My friend Jeremy Littau, who is also finishing up his PhD in journalism at Mizzou, taught online journalism to Master’s students this summer. Jeremy recorded weekly “video chats” and uploaded them to You Tube for students, and one week he discussed how a “Web 2.0 journalist” approaches their work differently than a “1.0 journalist.” He argued that there is no longer a “two-step process for the journalist (think of story idea, do story) but rather a conversational approach (think of story idea and often the result of conversation, ask yourself what the best way to present this story is in a way that both gets the info out there and also creates conversation, do story, remain involved with discussion afterward).”
One of his students, Kris Passey, wrote an interesting essay responding to this idea that both Jeremy and I liked a lot. Here it is:
My mind took another step around the corner today. I’m talking about the Web 2.0 corner. But it feels like I’ve walked right into heavy traffic.
I have been struggling for some time now, knowing that the next phase of journalistic evolution requires an entirely new mindset. I think I have grasped more intuitively than deductively that the old processes I grew up with are flawed somehow; that they don’t correspond to the reality in which we now live. But when Jeremy said that we can’t just leave our stories out there the balls started to drop.
If Jeremy is right, and I think he is, journalists will move from detached production units of manufacture – measured in information bits – into the stream itself that provides the information. Moreover, they will add a financial responsibility largely downplayed to this point. Jeremy characterized the current mindset in the approach of writing the stories we gather, getting them published, then moving on – “leaving them out there.” Whether people read or watch or listen with interest to those stories has never directly been an accurately measured factor, something that would enter a job review for instance. I know there are some exceptions to this but for the most part the assumption of financial responsibility for audience involvement has been with the managers of journalists.
In fact, one exception regarding journalists who practice their craft in book length media makes the point. These folks are directly linked to the financial success of their enterprise by the perceived quality of their output.

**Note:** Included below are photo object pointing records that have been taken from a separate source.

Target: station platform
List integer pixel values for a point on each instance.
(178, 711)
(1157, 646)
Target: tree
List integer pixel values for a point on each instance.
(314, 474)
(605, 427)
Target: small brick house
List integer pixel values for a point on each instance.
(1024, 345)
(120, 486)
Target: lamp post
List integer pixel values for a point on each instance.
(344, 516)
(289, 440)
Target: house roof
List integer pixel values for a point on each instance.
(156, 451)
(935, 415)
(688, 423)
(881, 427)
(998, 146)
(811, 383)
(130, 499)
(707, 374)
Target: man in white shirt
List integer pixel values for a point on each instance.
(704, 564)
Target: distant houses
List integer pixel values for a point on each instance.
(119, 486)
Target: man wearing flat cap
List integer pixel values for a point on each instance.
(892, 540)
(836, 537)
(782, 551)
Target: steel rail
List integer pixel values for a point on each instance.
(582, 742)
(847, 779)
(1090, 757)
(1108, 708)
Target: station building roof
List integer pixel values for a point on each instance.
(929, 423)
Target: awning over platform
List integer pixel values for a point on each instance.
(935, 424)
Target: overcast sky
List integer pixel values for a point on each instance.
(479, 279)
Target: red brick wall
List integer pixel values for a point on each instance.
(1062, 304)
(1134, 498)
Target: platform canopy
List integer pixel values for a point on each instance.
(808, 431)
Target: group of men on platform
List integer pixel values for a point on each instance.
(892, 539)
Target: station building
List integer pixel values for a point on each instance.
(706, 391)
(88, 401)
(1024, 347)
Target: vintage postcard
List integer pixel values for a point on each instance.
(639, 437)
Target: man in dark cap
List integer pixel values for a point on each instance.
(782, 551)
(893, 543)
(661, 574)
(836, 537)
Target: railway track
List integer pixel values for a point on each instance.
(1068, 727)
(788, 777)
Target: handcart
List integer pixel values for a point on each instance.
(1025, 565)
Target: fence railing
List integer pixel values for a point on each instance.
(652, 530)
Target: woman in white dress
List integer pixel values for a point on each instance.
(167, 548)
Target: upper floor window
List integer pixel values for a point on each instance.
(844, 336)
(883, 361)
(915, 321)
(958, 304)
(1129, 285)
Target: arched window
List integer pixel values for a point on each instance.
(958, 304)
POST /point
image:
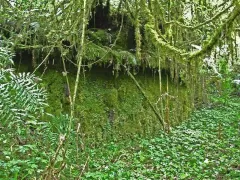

The new paradigm of stories that don’t start when the journalist becomes aware of them or stop when the journalist finishes publication is another aspect of this evolution. The idea that the new species of journalist must continue to engage the story as it evolves and mutates is dramatically different than the compartmentalized stories of the old journalistic universe. Web 2.0, or whatever we call it, goes far beyond updated editions. It seems to be calling for the tenacity of intellect and social skills that far exceed any current working journalistic MSM model and even tests the limits of New Media.
I respectfully disagree with [those who] compare this new paradigm with afternoon papers and the idea that this new world is just a more featurish approach with a zingier presentation added to what we currently do. I think Jeremy’s point about creating a story platform for interaction does most to argue against that approach. Blog motivations study author Barbara Kaye said it clearly, “…users may but are not required to respond to a blogger by sending comments and links to additional information.” (p.127). In the future world of Web 2.0, if there is any recognizable element of mass media journalists of today, they must be measured by precisely how many users do respond. Blind hits alone will not lead to the subsidies necessary for the sort of work load we have envisioned.
This is a scary new world of almost unimagined and undeveloped skill sets. It should provide lots of educational jobs if only there will be someone to hire the graduates.